Ask Your Question

Revision history [back]

click to hide/show revision 1
initial version

Here are some statistics based on tests with a text file version of The Histories by Herodotus. The UTF-8 text file is here (download, rename from JPG to ZIP and extract the TXT file) for others to test various versions of different products in a comparable manner.

Test parameters

The text file has these dimensions:

  • File size (bytes): 1540211 (on an ext3 volume).
  • Characters (including spaces): 1535760.
  • Words: 270607.
  • Lines: 33494 (it contains many CRLF characters to try and replicate the page layout of the original work).

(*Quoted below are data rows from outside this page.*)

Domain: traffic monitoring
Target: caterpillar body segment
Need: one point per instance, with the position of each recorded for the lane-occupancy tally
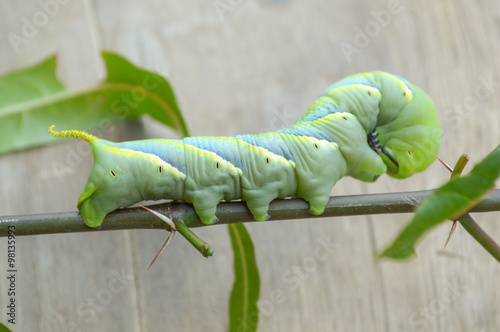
(363, 126)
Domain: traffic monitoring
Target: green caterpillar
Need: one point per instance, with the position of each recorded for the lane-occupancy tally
(363, 126)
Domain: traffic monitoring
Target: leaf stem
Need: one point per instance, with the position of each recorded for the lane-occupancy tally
(227, 212)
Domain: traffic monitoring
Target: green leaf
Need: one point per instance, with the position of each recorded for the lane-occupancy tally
(243, 311)
(33, 98)
(449, 202)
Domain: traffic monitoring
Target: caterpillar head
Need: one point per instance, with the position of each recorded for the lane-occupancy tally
(120, 177)
(410, 140)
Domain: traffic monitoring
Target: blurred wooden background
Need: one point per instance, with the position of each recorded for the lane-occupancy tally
(245, 67)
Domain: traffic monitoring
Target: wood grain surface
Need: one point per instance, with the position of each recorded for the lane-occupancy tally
(246, 67)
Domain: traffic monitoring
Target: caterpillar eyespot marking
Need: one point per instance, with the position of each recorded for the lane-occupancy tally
(381, 135)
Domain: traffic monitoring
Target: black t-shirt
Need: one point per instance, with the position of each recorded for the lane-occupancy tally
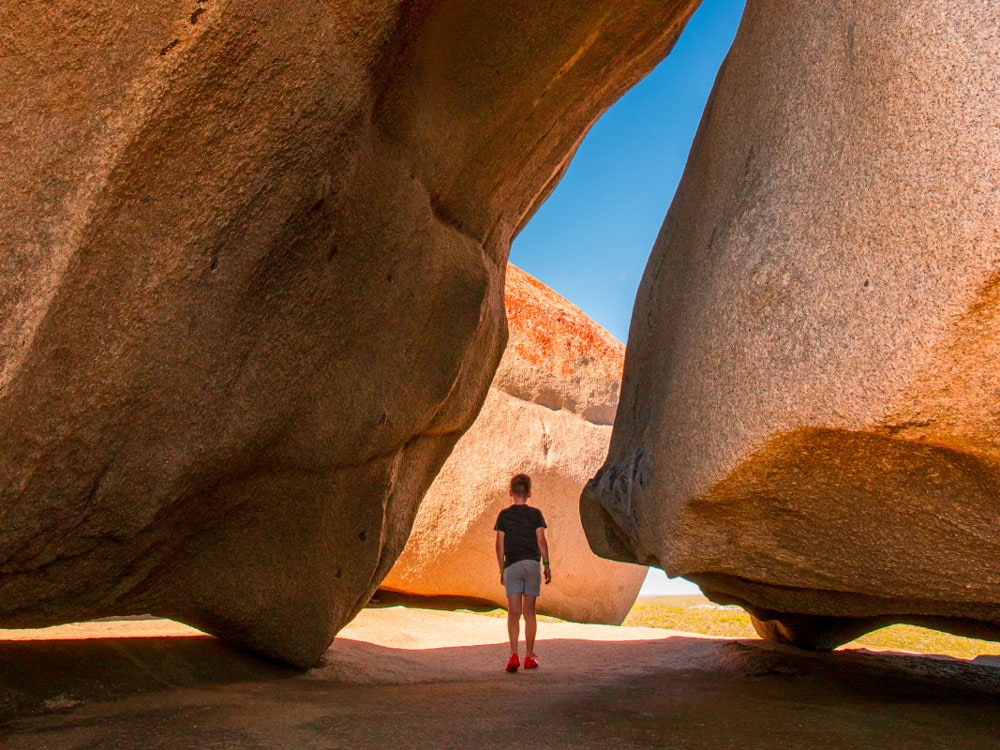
(518, 524)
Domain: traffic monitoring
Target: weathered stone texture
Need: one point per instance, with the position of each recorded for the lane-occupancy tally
(809, 423)
(547, 414)
(250, 287)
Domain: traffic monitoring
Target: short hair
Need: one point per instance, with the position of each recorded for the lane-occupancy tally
(520, 485)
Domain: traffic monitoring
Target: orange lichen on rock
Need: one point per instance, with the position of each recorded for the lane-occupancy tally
(556, 355)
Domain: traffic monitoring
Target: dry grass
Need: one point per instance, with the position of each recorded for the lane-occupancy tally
(695, 614)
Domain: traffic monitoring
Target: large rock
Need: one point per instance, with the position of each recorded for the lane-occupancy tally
(809, 422)
(548, 414)
(250, 287)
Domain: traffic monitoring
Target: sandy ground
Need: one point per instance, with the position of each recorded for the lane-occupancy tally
(420, 678)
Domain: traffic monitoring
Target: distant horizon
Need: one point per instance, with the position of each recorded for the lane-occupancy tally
(607, 210)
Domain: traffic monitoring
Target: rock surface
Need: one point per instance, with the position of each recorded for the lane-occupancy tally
(809, 423)
(250, 293)
(548, 414)
(396, 672)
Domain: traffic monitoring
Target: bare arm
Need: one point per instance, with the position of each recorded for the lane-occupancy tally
(500, 553)
(543, 547)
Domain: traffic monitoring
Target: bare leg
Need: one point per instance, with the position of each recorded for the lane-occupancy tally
(530, 625)
(514, 617)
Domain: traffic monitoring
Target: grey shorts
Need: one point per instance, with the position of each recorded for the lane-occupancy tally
(524, 577)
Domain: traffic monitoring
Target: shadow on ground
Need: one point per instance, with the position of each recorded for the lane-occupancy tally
(670, 692)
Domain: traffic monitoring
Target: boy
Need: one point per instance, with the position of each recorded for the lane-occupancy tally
(521, 545)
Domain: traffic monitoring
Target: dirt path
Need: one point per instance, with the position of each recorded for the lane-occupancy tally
(416, 678)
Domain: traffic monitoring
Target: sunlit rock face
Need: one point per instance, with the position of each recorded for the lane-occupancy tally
(251, 284)
(549, 415)
(809, 422)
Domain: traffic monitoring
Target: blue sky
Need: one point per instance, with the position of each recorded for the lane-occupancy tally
(591, 238)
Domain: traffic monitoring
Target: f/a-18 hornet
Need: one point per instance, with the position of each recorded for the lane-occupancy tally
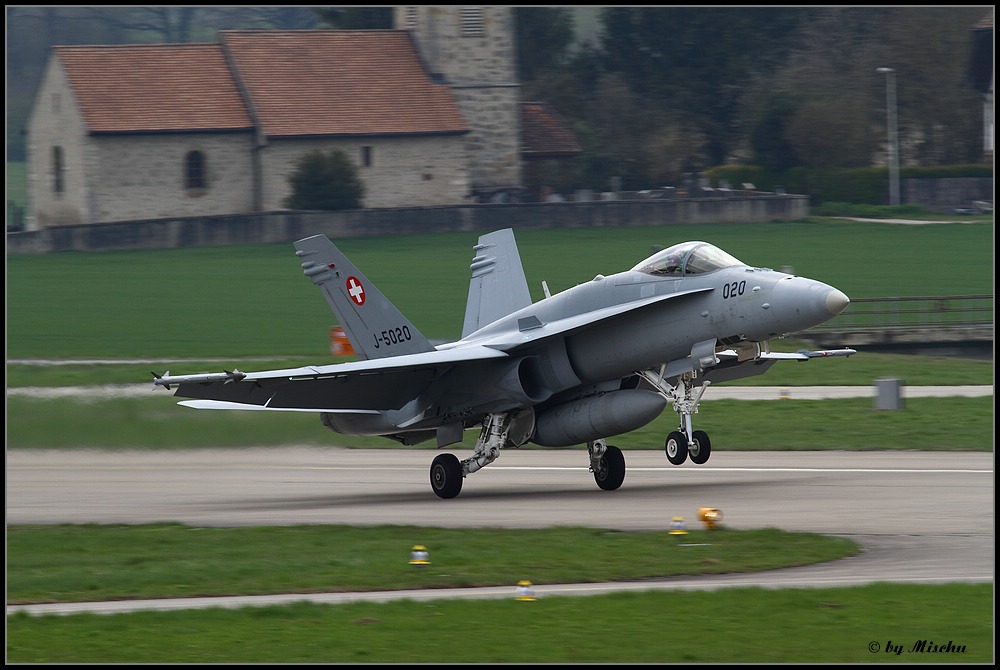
(597, 360)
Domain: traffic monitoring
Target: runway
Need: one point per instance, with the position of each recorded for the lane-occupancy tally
(921, 517)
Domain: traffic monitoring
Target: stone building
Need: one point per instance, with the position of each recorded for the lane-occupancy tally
(428, 112)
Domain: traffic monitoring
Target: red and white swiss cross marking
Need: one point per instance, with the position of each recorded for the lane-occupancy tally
(356, 290)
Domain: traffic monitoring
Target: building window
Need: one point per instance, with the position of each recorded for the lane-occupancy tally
(472, 21)
(58, 171)
(194, 170)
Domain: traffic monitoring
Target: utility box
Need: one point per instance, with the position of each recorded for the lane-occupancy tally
(888, 394)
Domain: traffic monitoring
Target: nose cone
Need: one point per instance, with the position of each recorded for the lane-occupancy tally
(798, 303)
(836, 302)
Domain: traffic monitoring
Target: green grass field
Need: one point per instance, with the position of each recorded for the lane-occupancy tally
(733, 626)
(226, 303)
(739, 625)
(72, 563)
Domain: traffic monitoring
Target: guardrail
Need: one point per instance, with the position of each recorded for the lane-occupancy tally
(922, 312)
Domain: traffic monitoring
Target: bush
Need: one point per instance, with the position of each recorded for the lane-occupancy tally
(325, 182)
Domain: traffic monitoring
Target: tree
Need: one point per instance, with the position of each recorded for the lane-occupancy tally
(543, 36)
(356, 18)
(325, 182)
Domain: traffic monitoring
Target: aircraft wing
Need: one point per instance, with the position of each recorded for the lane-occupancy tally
(356, 387)
(531, 330)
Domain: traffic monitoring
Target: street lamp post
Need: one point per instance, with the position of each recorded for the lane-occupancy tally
(890, 110)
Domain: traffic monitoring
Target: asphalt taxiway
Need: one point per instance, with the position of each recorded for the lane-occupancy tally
(920, 517)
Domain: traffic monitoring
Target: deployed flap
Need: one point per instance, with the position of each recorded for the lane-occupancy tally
(498, 286)
(374, 326)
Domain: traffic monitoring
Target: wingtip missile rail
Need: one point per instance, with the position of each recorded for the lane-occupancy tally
(226, 376)
(827, 352)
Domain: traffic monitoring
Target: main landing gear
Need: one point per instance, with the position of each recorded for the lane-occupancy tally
(509, 429)
(607, 463)
(684, 442)
(512, 430)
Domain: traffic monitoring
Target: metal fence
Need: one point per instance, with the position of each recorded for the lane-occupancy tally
(941, 311)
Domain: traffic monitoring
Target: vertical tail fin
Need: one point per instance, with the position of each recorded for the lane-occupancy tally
(374, 326)
(498, 286)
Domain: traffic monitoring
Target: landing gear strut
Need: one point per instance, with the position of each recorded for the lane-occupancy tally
(607, 463)
(508, 429)
(684, 441)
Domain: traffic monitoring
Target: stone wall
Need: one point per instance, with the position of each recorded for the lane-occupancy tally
(279, 227)
(946, 194)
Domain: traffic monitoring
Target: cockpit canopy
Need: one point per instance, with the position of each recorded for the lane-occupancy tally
(687, 258)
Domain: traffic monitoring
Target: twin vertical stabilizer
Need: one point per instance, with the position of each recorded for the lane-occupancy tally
(374, 326)
(498, 286)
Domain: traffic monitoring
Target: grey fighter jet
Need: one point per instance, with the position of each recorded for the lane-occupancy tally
(597, 360)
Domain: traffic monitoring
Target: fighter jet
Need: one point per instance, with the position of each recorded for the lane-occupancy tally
(597, 360)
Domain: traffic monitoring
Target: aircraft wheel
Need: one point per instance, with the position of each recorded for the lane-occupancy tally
(610, 473)
(700, 448)
(446, 476)
(676, 447)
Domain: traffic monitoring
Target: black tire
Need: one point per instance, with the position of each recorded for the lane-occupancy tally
(676, 447)
(446, 476)
(700, 448)
(610, 472)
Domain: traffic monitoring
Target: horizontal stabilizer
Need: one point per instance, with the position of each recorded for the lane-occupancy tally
(223, 404)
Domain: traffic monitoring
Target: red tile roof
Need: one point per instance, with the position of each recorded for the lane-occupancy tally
(154, 88)
(340, 82)
(544, 134)
(300, 83)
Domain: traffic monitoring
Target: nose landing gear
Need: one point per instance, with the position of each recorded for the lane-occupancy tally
(684, 442)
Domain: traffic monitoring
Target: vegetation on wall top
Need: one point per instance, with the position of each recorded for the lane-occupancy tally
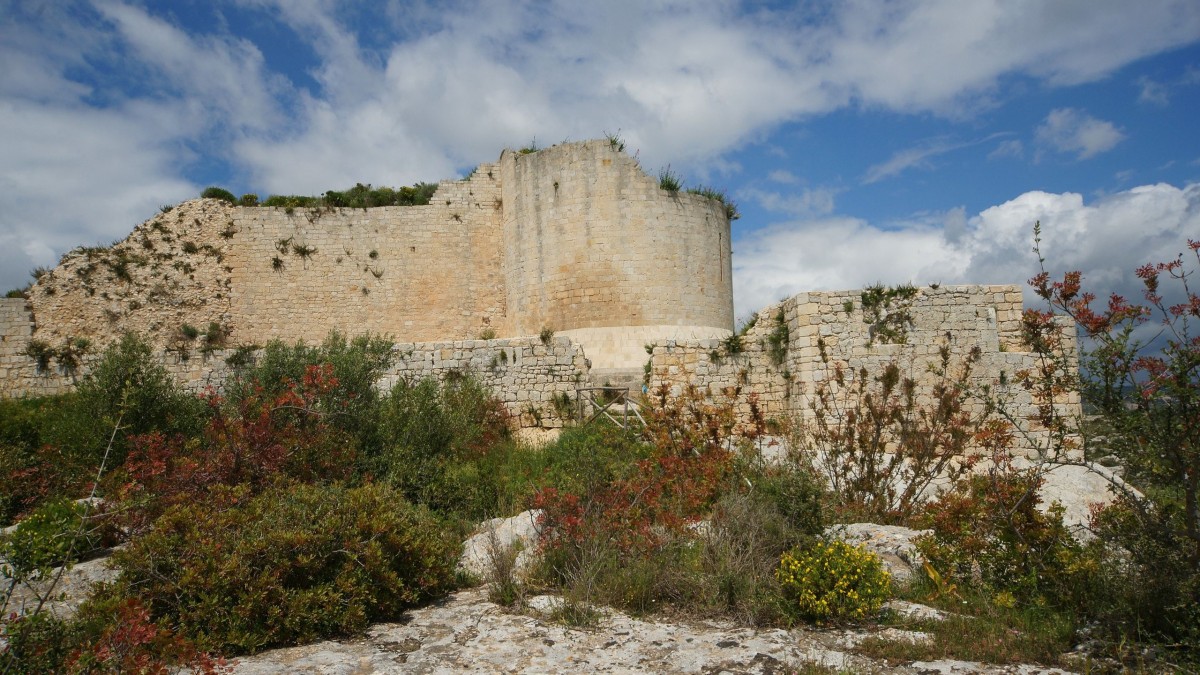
(358, 197)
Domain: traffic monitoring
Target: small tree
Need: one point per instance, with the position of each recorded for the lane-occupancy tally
(1146, 388)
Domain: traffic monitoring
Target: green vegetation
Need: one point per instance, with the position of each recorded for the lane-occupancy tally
(833, 581)
(615, 141)
(358, 197)
(219, 193)
(291, 565)
(886, 310)
(670, 180)
(731, 208)
(304, 503)
(778, 339)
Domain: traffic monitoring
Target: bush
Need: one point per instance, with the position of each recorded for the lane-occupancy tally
(1149, 396)
(51, 536)
(215, 192)
(127, 384)
(239, 574)
(436, 444)
(881, 441)
(351, 402)
(250, 443)
(108, 634)
(741, 550)
(833, 580)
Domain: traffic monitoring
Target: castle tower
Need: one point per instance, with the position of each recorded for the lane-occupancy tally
(597, 251)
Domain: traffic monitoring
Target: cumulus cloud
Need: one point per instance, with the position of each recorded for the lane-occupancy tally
(815, 201)
(1155, 93)
(1107, 240)
(1068, 130)
(444, 85)
(1011, 148)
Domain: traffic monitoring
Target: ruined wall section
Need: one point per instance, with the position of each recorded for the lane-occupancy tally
(958, 317)
(172, 270)
(592, 243)
(19, 374)
(414, 273)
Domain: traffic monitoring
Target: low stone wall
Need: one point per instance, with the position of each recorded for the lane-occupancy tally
(525, 372)
(779, 359)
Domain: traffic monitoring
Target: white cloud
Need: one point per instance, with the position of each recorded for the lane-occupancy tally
(1011, 148)
(809, 202)
(1107, 239)
(1068, 130)
(905, 160)
(1155, 93)
(135, 100)
(783, 175)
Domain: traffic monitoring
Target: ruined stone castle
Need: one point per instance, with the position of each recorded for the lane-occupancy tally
(539, 274)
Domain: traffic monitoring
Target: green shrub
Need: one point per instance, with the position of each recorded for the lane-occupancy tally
(51, 536)
(40, 643)
(833, 580)
(297, 563)
(437, 440)
(130, 384)
(989, 535)
(215, 192)
(670, 180)
(352, 404)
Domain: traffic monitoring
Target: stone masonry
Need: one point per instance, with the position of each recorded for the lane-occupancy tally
(575, 242)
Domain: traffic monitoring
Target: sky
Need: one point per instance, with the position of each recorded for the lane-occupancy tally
(864, 141)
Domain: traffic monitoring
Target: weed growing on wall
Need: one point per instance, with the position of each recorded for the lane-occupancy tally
(886, 310)
(219, 193)
(670, 181)
(778, 339)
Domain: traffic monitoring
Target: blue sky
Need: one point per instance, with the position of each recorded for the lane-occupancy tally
(865, 141)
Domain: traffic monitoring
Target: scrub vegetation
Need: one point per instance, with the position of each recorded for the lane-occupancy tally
(334, 505)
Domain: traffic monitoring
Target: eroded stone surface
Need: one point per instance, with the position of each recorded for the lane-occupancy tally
(892, 543)
(466, 633)
(498, 537)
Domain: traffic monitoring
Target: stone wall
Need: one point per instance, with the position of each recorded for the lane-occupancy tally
(523, 372)
(573, 238)
(417, 273)
(958, 317)
(592, 242)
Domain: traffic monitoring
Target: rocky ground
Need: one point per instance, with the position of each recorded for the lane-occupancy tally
(466, 633)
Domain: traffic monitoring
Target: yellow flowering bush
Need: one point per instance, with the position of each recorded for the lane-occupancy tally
(833, 580)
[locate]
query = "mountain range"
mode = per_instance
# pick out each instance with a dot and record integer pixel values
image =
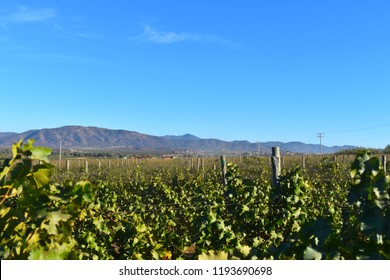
(86, 137)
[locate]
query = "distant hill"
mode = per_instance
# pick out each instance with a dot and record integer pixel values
(101, 138)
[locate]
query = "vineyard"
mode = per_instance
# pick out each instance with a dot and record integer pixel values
(329, 209)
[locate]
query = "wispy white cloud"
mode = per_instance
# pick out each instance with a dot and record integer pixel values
(24, 14)
(153, 35)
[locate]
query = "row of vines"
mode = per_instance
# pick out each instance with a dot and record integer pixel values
(327, 211)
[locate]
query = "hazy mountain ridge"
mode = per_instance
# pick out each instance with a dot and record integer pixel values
(102, 138)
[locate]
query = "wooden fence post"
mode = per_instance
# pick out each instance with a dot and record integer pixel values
(384, 163)
(223, 166)
(276, 169)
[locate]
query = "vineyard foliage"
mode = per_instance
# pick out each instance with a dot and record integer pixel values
(323, 212)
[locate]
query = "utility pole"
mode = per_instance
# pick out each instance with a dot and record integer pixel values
(320, 135)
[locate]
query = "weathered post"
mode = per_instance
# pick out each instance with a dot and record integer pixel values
(384, 163)
(223, 166)
(276, 169)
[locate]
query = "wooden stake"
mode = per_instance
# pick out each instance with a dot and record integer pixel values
(276, 169)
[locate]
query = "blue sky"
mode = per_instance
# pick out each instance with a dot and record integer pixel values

I have tested opening this text file using:

  • LibreOffice Writer v4.1.4.2 Build ID: 0a0440ccc0227ad9829de5f46be37cfb6edcf72
  • MS Office 2011 Word for Mac v14.3.9

... and saving to these formats:

  • ODF v1.2 Extended i.e., ODT.
  • MS Office 97/2000/XP/2003 (.doc) i.e., the old binary format.
  • MS Office 2007/2010 XML (.docx) i.e., OOXML.

I have also tested re-saving the various DOC and DOCX files back to ODT.

Results

For the versions tested and for the same process when using plain text, ODT produces a noticeably smaller file when compared with the DOC and DOCX equivalent. Note that while file sizes can be directly compared on a per-equivalent-format basis, (e.g., DOC as saved by LO with DOC as saved by MSO), it is inaccurate to the compare percentage gains across formats where the original files differ in size. For this reason the percentages shown in the tables are all in relation to the size of the original text file. Cross-comparisons are more easily made in this way.

table of results

For the DOC and DOCX formats LO produces a:

  • Larger DOC file than MSO 2011 e.g., ~3830000 vs 2616320 bytes / ~250% vs ~170% of the TXT file.
  • Smaller DOCX file than MSO 2011 e.g., ~696000 vs 1043855 bytes / ~45% vs ~68% of the TXT file.

Round trips, whether into different formats or the same format, does vary these figures. I have not bothered to show repeated saves into the originating format, with the exception of .doc (MSO created) -> .doc (LO saved) and .docx (MSO created) -> .docx (LO saved). The trend in file sizes when saving to non-native formats will tend to be: earlier versions of LO will create smaller files and later versions larger files. This is due to improved understandings of the underlying specification and improved implementation of corner cases, etc.

Why are there differences?

So why do the two products differ when saving to the same file format? Why does a DOCX of plain text, as originally saved by MSW2011, come out at ~68% and when this is subsequently saved by LOv4142 it becomes ~46%. Conversely, why does a DOCX of plain text, as originally saved by LOv4142, come out at ~45% and when this is subsequently saved by MSW2011 it becomes ~57%. What is going on?

This is largely due to two different implementations of the underlying specification (OOXML in this case) and is best demonstrated by a simple example. Here is part of the XML generated by MSW2011 for a DOCX containing only a single lowercase "a" character (i.e., word/document.xml):

<w:p w:rsidR="00FC5F07" w:rsidRDefault="00C8189F">
    <w:r>
        <w:t>a</w:t>
    </w:r>
    <w:bookmarkStart w:id="0" w:name="_GoBack"/>
    <w:bookmarkEnd w:id="0"/>
</w:p>

... and here is the XML produced by LOv4142 for the same type of file with the same content:

<w:p>
    <w:pPr>
        <w:pStyle w:val="style0"/>
        <w:rPr/>
    </w:pPr>
    <w:r>
        <w:rPr/>
        <w:t>a</w:t>
    </w:r>
</w:p>

There are other differences in that file (and that is only one file among several in the DOCX) but hopefully it illustrates the point about implementations differing. Both are perfectly valid, but they contain slightly different information.

If we now open the DOCX produced by LOv4142 (the immediately prior example) using MSW2011 and re-save it, again to the DOCX format, it will look like:

<w:p w:rsidR="00CD406C" w:rsidRDefault="002833E4">
    <w:bookmarkStart w:id="0" w:name="_GoBack"/>
    <w:bookmarkEnd w:id="0"/>
    <w:proofErr w:type="gramStart"/>
    <w:r>
        <w:t>a</w:t>
    </w:r>
    <w:proofErr w:type="gramEnd"/>
</w:p>

The XML is different again, which is typical for round trips like this. The same process also happens in reverse, but LO generally takes a simpler approach, tending to produce (IMO) more consistent and cleaner XML. This is not always the case though. What I have shown here is a basic example. Start adding in headers, footers, section breaks, paragraph styles, direct formatting and other elements (all still text) and the underlying markup can become quite complex and the file size in different formats can vary accordingly.